[step:Conclude that $\Sigma_{n,m}$ is injective with image $\Sigma$]
\textbf{Image equals $\Sigma$.} By Step 2, $\Sigma_{n,m}(\mathbb{P}^n_k \times \mathbb{P}^m_k) \subset \Sigma$. Conversely, given $[M] \in \Sigma$, by Step 4 there exist $x, y$ nonzero with $M = x y^\top$, equivalently $M_{ij} = x_i y_j$. The projective point $([x], [y]) \in \mathbb{P}^n_k \times \mathbb{P}^m_k$ satisfies $\Sigma_{n,m}([x], [y]) = [x_i y_j] = [M]$, so $[M]$ lies in the image.
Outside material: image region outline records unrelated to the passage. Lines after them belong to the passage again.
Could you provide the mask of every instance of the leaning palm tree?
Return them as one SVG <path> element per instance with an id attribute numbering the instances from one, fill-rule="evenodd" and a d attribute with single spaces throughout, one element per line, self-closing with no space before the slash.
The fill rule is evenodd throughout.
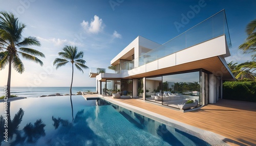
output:
<path id="1" fill-rule="evenodd" d="M 0 12 L 0 70 L 9 64 L 7 80 L 8 97 L 11 96 L 11 75 L 12 65 L 16 71 L 22 74 L 24 65 L 19 55 L 27 59 L 39 63 L 42 62 L 35 56 L 45 57 L 43 53 L 33 48 L 30 45 L 40 46 L 40 42 L 35 37 L 24 38 L 22 35 L 26 26 L 19 22 L 17 18 L 11 13 Z"/>
<path id="2" fill-rule="evenodd" d="M 235 78 L 239 81 L 256 81 L 255 70 L 255 62 L 246 62 L 238 64 L 230 62 L 228 65 Z"/>
<path id="3" fill-rule="evenodd" d="M 62 49 L 63 52 L 60 52 L 58 54 L 62 58 L 56 58 L 53 61 L 53 65 L 56 65 L 56 68 L 58 69 L 59 67 L 66 65 L 68 62 L 71 62 L 72 64 L 72 76 L 71 78 L 71 84 L 70 85 L 70 102 L 71 103 L 71 107 L 72 109 L 72 118 L 74 119 L 73 114 L 73 104 L 72 101 L 72 89 L 73 84 L 73 78 L 74 75 L 74 64 L 76 68 L 83 73 L 82 69 L 88 69 L 89 67 L 84 65 L 86 63 L 86 61 L 82 59 L 83 57 L 83 52 L 78 52 L 77 47 L 76 46 L 67 46 L 66 45 Z"/>
<path id="4" fill-rule="evenodd" d="M 246 27 L 247 38 L 245 42 L 239 46 L 244 52 L 252 53 L 253 59 L 256 59 L 256 19 L 250 22 Z"/>

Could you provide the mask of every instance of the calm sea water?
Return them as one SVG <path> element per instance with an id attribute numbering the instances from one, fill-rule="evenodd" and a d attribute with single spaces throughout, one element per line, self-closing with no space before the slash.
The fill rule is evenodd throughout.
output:
<path id="1" fill-rule="evenodd" d="M 69 94 L 70 87 L 11 87 L 11 94 L 17 95 L 19 97 L 36 98 L 42 95 L 48 95 L 57 93 L 61 94 Z M 96 92 L 95 87 L 72 87 L 72 94 L 75 94 L 78 91 Z M 1 87 L 0 96 L 4 94 L 4 87 Z"/>

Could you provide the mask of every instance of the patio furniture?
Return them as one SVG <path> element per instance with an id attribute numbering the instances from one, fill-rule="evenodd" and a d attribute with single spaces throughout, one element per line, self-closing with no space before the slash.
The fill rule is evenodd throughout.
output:
<path id="1" fill-rule="evenodd" d="M 120 98 L 120 95 L 118 93 L 113 93 L 112 94 L 113 98 L 114 99 Z"/>

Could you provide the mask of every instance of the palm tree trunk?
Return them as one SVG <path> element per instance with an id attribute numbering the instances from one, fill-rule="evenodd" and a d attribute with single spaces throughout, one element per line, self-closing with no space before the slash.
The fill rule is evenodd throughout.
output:
<path id="1" fill-rule="evenodd" d="M 10 56 L 9 58 L 9 71 L 8 79 L 7 80 L 7 96 L 8 98 L 11 98 L 11 75 L 12 72 L 12 57 Z"/>
<path id="2" fill-rule="evenodd" d="M 72 63 L 72 77 L 71 78 L 71 84 L 70 85 L 70 103 L 71 104 L 71 109 L 72 110 L 72 122 L 74 120 L 74 111 L 73 109 L 73 103 L 72 103 L 72 84 L 73 84 L 73 77 L 74 75 L 74 66 Z"/>

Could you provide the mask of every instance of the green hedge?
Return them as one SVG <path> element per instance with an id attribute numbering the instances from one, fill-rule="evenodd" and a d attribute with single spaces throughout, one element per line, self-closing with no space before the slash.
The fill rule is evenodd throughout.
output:
<path id="1" fill-rule="evenodd" d="M 256 82 L 225 82 L 223 99 L 256 102 Z"/>

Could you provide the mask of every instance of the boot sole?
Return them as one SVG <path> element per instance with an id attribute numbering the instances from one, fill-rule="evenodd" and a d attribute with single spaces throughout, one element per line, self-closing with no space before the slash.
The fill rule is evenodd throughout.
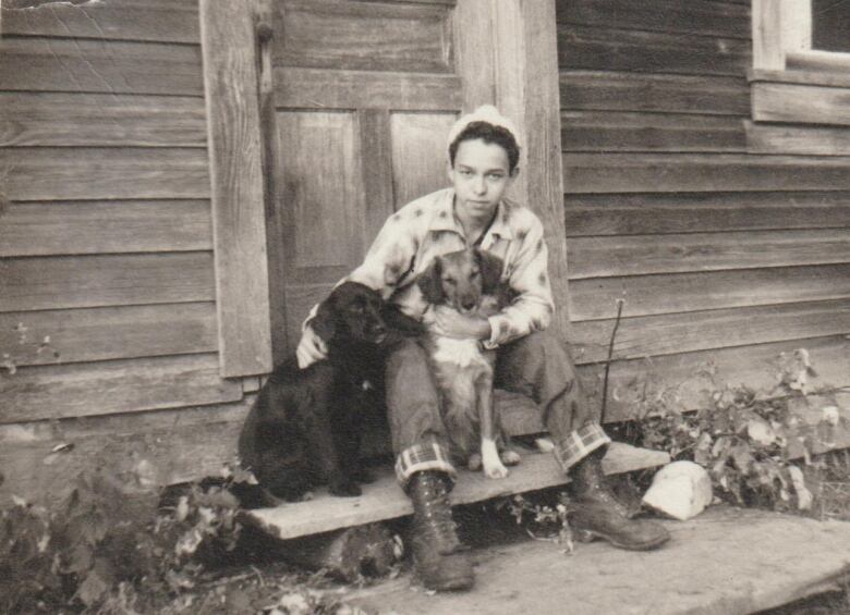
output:
<path id="1" fill-rule="evenodd" d="M 657 540 L 654 540 L 652 542 L 643 542 L 641 544 L 634 544 L 634 543 L 624 543 L 620 542 L 615 538 L 611 538 L 609 536 L 605 536 L 604 533 L 599 533 L 593 530 L 585 530 L 585 529 L 574 529 L 573 536 L 575 537 L 575 540 L 579 542 L 593 542 L 596 539 L 604 540 L 606 542 L 611 543 L 614 546 L 618 549 L 624 549 L 626 551 L 652 551 L 653 549 L 658 549 L 661 544 L 670 540 L 669 534 L 659 537 Z"/>

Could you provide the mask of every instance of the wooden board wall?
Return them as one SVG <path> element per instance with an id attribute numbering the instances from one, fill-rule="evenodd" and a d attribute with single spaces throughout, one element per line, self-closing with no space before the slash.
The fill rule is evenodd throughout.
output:
<path id="1" fill-rule="evenodd" d="M 762 386 L 772 353 L 807 347 L 848 384 L 850 157 L 834 133 L 811 150 L 828 157 L 748 144 L 749 3 L 559 0 L 558 28 L 578 362 L 605 360 L 623 299 L 621 382 L 715 360 Z M 609 418 L 638 410 L 614 395 Z"/>
<path id="2" fill-rule="evenodd" d="M 2 503 L 63 466 L 21 453 L 34 433 L 161 441 L 180 408 L 243 398 L 219 376 L 206 144 L 197 0 L 3 2 Z"/>

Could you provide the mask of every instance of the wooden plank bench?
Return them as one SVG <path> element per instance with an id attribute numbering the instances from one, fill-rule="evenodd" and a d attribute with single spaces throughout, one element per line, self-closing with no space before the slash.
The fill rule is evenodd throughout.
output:
<path id="1" fill-rule="evenodd" d="M 603 469 L 608 475 L 623 473 L 660 466 L 669 460 L 667 453 L 615 442 L 603 460 Z M 451 500 L 453 504 L 470 504 L 567 482 L 568 478 L 550 453 L 525 453 L 522 463 L 511 468 L 510 476 L 502 480 L 487 479 L 482 472 L 459 470 Z M 305 502 L 248 511 L 246 518 L 269 534 L 288 540 L 412 513 L 410 500 L 399 489 L 392 469 L 384 467 L 374 483 L 364 485 L 363 495 L 359 497 L 335 497 L 323 490 Z"/>

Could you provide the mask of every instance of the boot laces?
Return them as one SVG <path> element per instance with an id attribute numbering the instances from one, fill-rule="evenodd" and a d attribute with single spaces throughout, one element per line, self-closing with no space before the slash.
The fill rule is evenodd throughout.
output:
<path id="1" fill-rule="evenodd" d="M 442 481 L 436 477 L 422 477 L 418 495 L 414 501 L 414 541 L 432 543 L 442 554 L 458 551 L 461 543 Z"/>

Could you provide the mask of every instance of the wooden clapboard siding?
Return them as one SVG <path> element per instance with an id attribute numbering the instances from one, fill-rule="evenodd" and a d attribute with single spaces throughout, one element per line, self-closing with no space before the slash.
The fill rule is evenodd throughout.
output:
<path id="1" fill-rule="evenodd" d="M 4 148 L 0 169 L 10 170 L 7 194 L 16 201 L 209 198 L 198 148 Z"/>
<path id="2" fill-rule="evenodd" d="M 0 313 L 0 347 L 16 366 L 210 353 L 211 302 Z"/>
<path id="3" fill-rule="evenodd" d="M 582 364 L 604 361 L 614 325 L 614 319 L 575 323 L 571 329 L 573 358 Z M 848 330 L 850 297 L 624 318 L 617 331 L 614 356 L 657 357 L 841 335 Z"/>
<path id="4" fill-rule="evenodd" d="M 81 472 L 98 467 L 133 481 L 145 462 L 149 478 L 161 485 L 220 476 L 223 465 L 236 458 L 239 430 L 252 402 L 247 396 L 216 405 L 0 425 L 0 466 L 7 478 L 0 506 L 10 504 L 12 494 L 35 503 L 61 502 Z M 51 454 L 58 444 L 73 447 Z"/>
<path id="5" fill-rule="evenodd" d="M 616 360 L 609 373 L 606 419 L 633 418 L 636 411 L 646 409 L 647 402 L 652 404 L 665 392 L 675 406 L 696 409 L 707 407 L 706 394 L 725 384 L 774 391 L 778 382 L 777 359 L 797 348 L 809 352 L 817 373 L 811 378 L 812 390 L 834 389 L 847 382 L 850 341 L 845 335 Z M 603 371 L 602 365 L 579 367 L 584 389 L 596 407 L 600 403 Z M 707 378 L 712 373 L 714 382 Z"/>
<path id="6" fill-rule="evenodd" d="M 570 279 L 850 262 L 846 229 L 575 237 Z"/>
<path id="7" fill-rule="evenodd" d="M 741 77 L 560 69 L 561 109 L 749 115 Z"/>
<path id="8" fill-rule="evenodd" d="M 850 263 L 570 281 L 573 320 L 690 312 L 850 296 Z"/>
<path id="9" fill-rule="evenodd" d="M 203 94 L 196 45 L 7 36 L 0 51 L 4 90 Z"/>
<path id="10" fill-rule="evenodd" d="M 452 67 L 445 5 L 284 0 L 275 63 L 335 70 L 447 73 Z"/>
<path id="11" fill-rule="evenodd" d="M 570 193 L 850 188 L 850 158 L 701 153 L 564 153 Z"/>
<path id="12" fill-rule="evenodd" d="M 754 82 L 752 90 L 756 122 L 850 125 L 850 82 L 836 87 Z"/>
<path id="13" fill-rule="evenodd" d="M 206 251 L 7 258 L 0 272 L 0 311 L 216 298 Z"/>
<path id="14" fill-rule="evenodd" d="M 83 5 L 7 0 L 2 33 L 197 44 L 197 0 L 109 0 Z"/>
<path id="15" fill-rule="evenodd" d="M 206 146 L 201 98 L 0 91 L 0 147 Z"/>
<path id="16" fill-rule="evenodd" d="M 562 111 L 563 151 L 746 151 L 739 118 Z"/>
<path id="17" fill-rule="evenodd" d="M 585 0 L 557 8 L 559 24 L 750 39 L 749 10 L 712 0 Z"/>
<path id="18" fill-rule="evenodd" d="M 0 257 L 211 247 L 205 199 L 14 202 L 0 221 Z"/>
<path id="19" fill-rule="evenodd" d="M 242 384 L 219 376 L 214 353 L 25 367 L 0 380 L 0 395 L 14 399 L 0 422 L 19 422 L 233 402 Z"/>
<path id="20" fill-rule="evenodd" d="M 740 76 L 750 64 L 750 41 L 563 24 L 558 59 L 561 69 Z"/>
<path id="21" fill-rule="evenodd" d="M 567 195 L 568 237 L 850 226 L 850 193 Z"/>

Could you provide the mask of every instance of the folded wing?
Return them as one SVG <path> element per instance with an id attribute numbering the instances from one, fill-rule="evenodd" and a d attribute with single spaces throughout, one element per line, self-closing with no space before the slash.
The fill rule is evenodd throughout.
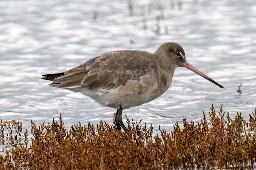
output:
<path id="1" fill-rule="evenodd" d="M 52 80 L 50 85 L 61 88 L 110 89 L 125 85 L 128 80 L 139 80 L 150 71 L 156 71 L 157 65 L 152 55 L 140 51 L 110 52 L 67 72 L 44 75 L 46 77 L 43 79 Z"/>

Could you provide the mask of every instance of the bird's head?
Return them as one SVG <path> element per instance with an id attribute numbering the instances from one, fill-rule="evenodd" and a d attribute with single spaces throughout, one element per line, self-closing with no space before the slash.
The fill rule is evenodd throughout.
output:
<path id="1" fill-rule="evenodd" d="M 183 48 L 176 42 L 165 42 L 162 44 L 154 53 L 156 57 L 163 65 L 174 69 L 179 67 L 184 67 L 197 74 L 202 76 L 221 88 L 223 86 L 206 76 L 194 67 L 186 60 L 185 52 Z"/>

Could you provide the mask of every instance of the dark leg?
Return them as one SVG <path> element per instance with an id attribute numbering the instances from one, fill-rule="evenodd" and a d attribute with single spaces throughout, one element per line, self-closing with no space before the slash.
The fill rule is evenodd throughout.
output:
<path id="1" fill-rule="evenodd" d="M 122 112 L 123 108 L 122 108 L 121 106 L 120 106 L 120 108 L 119 110 L 116 111 L 116 117 L 115 118 L 115 121 L 116 121 L 116 126 L 117 127 L 117 129 L 119 130 L 121 130 L 121 128 L 120 126 L 122 127 L 124 130 L 125 131 L 125 132 L 127 132 L 127 129 L 126 129 L 126 127 L 125 126 L 124 123 L 122 122 Z M 119 129 L 120 128 L 120 129 Z"/>
<path id="2" fill-rule="evenodd" d="M 117 127 L 117 130 L 121 130 L 121 126 L 120 126 L 120 125 L 119 125 L 116 122 L 116 117 L 117 117 L 117 115 L 118 114 L 118 112 L 119 112 L 119 109 L 117 109 L 116 110 L 116 116 L 115 116 L 115 121 L 116 122 L 116 127 Z"/>

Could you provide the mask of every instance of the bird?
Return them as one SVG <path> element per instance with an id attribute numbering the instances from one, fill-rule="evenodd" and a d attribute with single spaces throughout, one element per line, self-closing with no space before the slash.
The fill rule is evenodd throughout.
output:
<path id="1" fill-rule="evenodd" d="M 153 53 L 139 50 L 106 52 L 67 71 L 44 74 L 49 86 L 81 92 L 102 107 L 117 109 L 117 128 L 127 132 L 123 109 L 151 101 L 161 96 L 172 83 L 175 68 L 184 67 L 218 85 L 189 63 L 182 47 L 165 42 Z"/>

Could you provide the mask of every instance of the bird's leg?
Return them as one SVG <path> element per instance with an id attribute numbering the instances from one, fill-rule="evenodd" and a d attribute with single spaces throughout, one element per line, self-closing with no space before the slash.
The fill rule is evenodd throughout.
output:
<path id="1" fill-rule="evenodd" d="M 117 130 L 121 130 L 121 126 L 120 126 L 120 125 L 119 125 L 119 124 L 118 123 L 116 122 L 116 117 L 117 117 L 118 112 L 119 112 L 119 109 L 117 109 L 117 110 L 116 110 L 116 116 L 115 116 L 115 121 L 116 122 L 116 125 Z"/>
<path id="2" fill-rule="evenodd" d="M 126 127 L 125 126 L 124 123 L 122 122 L 122 112 L 123 108 L 122 108 L 122 107 L 120 106 L 120 108 L 119 110 L 118 110 L 116 111 L 117 112 L 116 114 L 116 117 L 115 118 L 115 121 L 116 121 L 116 126 L 117 127 L 117 129 L 119 130 L 121 130 L 121 128 L 120 126 L 122 127 L 124 130 L 125 131 L 125 132 L 127 132 L 127 129 L 126 129 Z M 119 129 L 119 128 L 120 129 Z"/>

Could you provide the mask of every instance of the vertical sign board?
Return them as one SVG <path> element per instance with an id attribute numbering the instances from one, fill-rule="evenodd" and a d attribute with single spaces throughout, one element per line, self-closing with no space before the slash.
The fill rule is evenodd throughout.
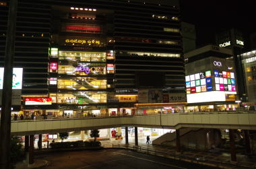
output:
<path id="1" fill-rule="evenodd" d="M 3 84 L 3 67 L 0 67 L 0 104 L 2 103 L 2 90 Z M 13 68 L 12 79 L 12 105 L 20 105 L 22 89 L 23 68 Z"/>

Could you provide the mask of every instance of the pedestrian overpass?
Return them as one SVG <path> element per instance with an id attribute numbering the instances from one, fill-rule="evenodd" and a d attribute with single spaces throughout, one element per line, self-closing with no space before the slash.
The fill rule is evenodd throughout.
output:
<path id="1" fill-rule="evenodd" d="M 256 112 L 157 114 L 127 116 L 13 121 L 12 135 L 141 127 L 179 129 L 184 127 L 256 130 Z"/>

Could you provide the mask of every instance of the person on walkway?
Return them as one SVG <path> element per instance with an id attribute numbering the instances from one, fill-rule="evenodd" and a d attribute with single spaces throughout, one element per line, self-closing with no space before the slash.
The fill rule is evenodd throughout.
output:
<path id="1" fill-rule="evenodd" d="M 150 144 L 150 138 L 149 135 L 147 136 L 147 141 L 146 143 L 147 144 Z"/>

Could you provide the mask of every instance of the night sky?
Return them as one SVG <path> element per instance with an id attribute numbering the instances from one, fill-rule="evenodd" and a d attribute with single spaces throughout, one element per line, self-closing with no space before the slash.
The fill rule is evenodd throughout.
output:
<path id="1" fill-rule="evenodd" d="M 255 1 L 180 0 L 182 20 L 195 25 L 198 46 L 215 44 L 214 33 L 231 28 L 242 31 L 247 41 L 250 33 L 256 32 Z"/>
Hence
\begin{align*}
\Sigma_{n,m}(\mathbb{P}^n_k \times \mathbb{P}^m_k) = \Sigma = V(\{Z_{ij} Z_{kl} - Z_{il} Z_{kj}\}).
\end{align*}
\textbf{Injectivity.} Suppose $\Sigma_{n,m}([x], [y]) = \Sigma_{n,m}([x'], [y'])$ in $\mathbb{P}^N_k$, with representatives chosen so that $x y^\top = x' (y')^\top = M \in k^{(n+1) \times (m+1)}$ (after rescaling representatives, the projective equality of Segre images becomes an equality of matrices for some choice of scalar representatives; this is allowed because the Segre map is well-defined on representatives only up to global rescaling). By the uniqueness up to inverse scaling from Step 4, there exists $\lambda \in k^\times$ with $(x', y') = (\lambda x, \lambda^{-1} y)$. In $\mathbb{P}^n_k \times \mathbb{P}^m_k$, multiplying $x$ by $\lambda \in k^\times$ does not change $[x]$, and multiplying $y$ by $\lambda^{-1}$ does not change $[y]$. Hence $([x'], [y']) = ([x], [y])$, establishing injectivity.
This completes the proof: $\Sigma_{n,m}$ is injective with image equal to the projective variety $V(\{Z_{ij} Z_{kl} - Z_{il} Z_{kj}\})$ cut out by the $2 \times 2$ minors of $[Z_{ij}]$.